Wednesday, February 27, 2008

YRC CEO: U.S. slowdown may be spreading

YRC Worldwide Inc, the world's largest trucking company, is seeing signs that slowing U.S. economic growth is beginning to spread to the global economy, the company's top executive said on Wednesday.

"It (the slowing U.S. economy) is really comprehensive right now," Chief Executive Bill Zollars said at the Reuters Manufacturing Summit in Chicago. "We have also seen something recently that we have not seen in a long, long time, and that's the port activity has begun to slow a little bit."

"This thing is becoming global," he added. "That was our worry right from the beginning that this would not be limited to the U.S.," he said.

Trucking companies are on the front line of the U.S. economy, the first to do well in an upturn, but also the first to suffer when things go bad.

Zollars said that a common theory until recently that much of the rest of the global economy had been "decoupled" from the U.S. economy and would be less susceptible to slowdowns in the U.S., the world's largest economy, was exaggerated.

"I'm sure that it's ... been overstated quite a bit," he said.

Zollars also said at this point concerns over a U.S. recession should outweigh the risk of rising inflation, adding that the U.S. Federal Reserve "has no choice but to cut rates further."

Overland Park, Kansas-based YRC Worldwide is a less-than-truckload (LTL) company, which consolidates smaller loads into a single truck. YRC Worldwide has operations in about 80 countries, including China, and about 66,000 employees.

In early February, YRC Worldwide said it was closing down 27 service centers and shedding around 1,100 jobs in its struggling regional LTL business. Zollars said that apart from some "fine tuning," the majority of the company's restructuring was over, and it would start to see the impact of cost savings in the second quarter.

YRC Worldwide recently agreed to a new five-year contract with the Teamsters union, which will become effective once the old contract expires on March 31.

"We got a great deal of flexibility in this contract and also an opportunity to move into markets we have not been in the past, like the truckload market," Zollars said.

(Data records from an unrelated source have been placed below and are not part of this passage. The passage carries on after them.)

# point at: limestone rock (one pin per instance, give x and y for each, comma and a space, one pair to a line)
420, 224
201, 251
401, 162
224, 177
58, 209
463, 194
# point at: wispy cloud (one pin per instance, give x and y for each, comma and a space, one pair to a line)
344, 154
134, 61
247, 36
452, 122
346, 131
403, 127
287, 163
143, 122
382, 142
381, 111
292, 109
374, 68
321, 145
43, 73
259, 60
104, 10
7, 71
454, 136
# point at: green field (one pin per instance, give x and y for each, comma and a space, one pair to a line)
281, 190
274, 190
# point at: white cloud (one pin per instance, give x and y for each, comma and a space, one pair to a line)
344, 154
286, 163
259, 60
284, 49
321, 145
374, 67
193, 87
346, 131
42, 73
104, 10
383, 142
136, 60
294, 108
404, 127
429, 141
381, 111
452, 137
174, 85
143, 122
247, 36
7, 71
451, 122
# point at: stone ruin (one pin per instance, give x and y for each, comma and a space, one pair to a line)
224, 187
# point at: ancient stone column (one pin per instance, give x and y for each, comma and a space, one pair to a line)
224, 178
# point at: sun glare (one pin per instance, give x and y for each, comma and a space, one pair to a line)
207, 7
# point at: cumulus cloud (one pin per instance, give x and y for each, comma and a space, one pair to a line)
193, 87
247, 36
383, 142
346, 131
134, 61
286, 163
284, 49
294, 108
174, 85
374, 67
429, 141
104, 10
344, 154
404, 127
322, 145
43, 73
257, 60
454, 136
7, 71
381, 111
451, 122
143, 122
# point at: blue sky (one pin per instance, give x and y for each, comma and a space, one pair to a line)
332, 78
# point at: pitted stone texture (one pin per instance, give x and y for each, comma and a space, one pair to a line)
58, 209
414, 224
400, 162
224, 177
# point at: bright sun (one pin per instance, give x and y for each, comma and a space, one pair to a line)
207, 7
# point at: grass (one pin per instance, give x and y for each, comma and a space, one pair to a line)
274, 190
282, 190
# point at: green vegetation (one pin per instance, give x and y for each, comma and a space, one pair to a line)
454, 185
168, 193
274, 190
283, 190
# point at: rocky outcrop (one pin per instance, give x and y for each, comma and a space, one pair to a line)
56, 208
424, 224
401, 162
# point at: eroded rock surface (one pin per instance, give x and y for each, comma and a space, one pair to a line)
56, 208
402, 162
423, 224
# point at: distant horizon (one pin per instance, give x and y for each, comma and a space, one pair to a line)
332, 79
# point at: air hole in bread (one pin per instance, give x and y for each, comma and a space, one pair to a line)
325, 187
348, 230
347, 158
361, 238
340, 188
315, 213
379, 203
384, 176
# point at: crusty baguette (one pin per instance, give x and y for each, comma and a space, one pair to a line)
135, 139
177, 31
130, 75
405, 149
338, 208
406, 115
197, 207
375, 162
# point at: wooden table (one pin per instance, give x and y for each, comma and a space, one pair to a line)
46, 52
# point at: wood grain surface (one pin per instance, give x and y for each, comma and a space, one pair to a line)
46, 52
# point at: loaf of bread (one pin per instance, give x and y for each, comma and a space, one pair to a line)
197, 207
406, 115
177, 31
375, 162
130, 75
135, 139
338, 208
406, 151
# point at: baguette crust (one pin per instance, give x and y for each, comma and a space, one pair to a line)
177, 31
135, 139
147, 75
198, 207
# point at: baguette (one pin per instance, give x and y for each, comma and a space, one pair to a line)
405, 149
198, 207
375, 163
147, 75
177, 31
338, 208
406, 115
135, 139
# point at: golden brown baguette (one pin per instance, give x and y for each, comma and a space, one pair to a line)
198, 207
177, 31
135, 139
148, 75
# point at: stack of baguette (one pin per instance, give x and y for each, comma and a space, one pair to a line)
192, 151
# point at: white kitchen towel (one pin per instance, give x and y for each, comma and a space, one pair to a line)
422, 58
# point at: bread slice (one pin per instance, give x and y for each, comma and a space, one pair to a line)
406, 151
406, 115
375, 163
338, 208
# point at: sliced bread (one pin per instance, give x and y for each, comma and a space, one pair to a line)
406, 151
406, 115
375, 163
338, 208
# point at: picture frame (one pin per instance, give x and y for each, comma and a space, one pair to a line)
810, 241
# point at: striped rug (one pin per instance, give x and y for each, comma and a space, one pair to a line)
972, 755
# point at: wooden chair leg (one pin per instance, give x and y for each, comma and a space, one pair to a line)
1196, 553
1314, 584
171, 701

Truckload companies haul goods long distances.

Under the current contract, YRC Worldwide has had to rely on four to six people involved in moving a trailer around a dock, but now could pay a utility employee an extra $1 per hour to perform several tasks, Zollars said.

"It allows you to move more quickly, so it speeds up the velocity of the network and reduces the number of hand-offs so you have a lower cost option," he said.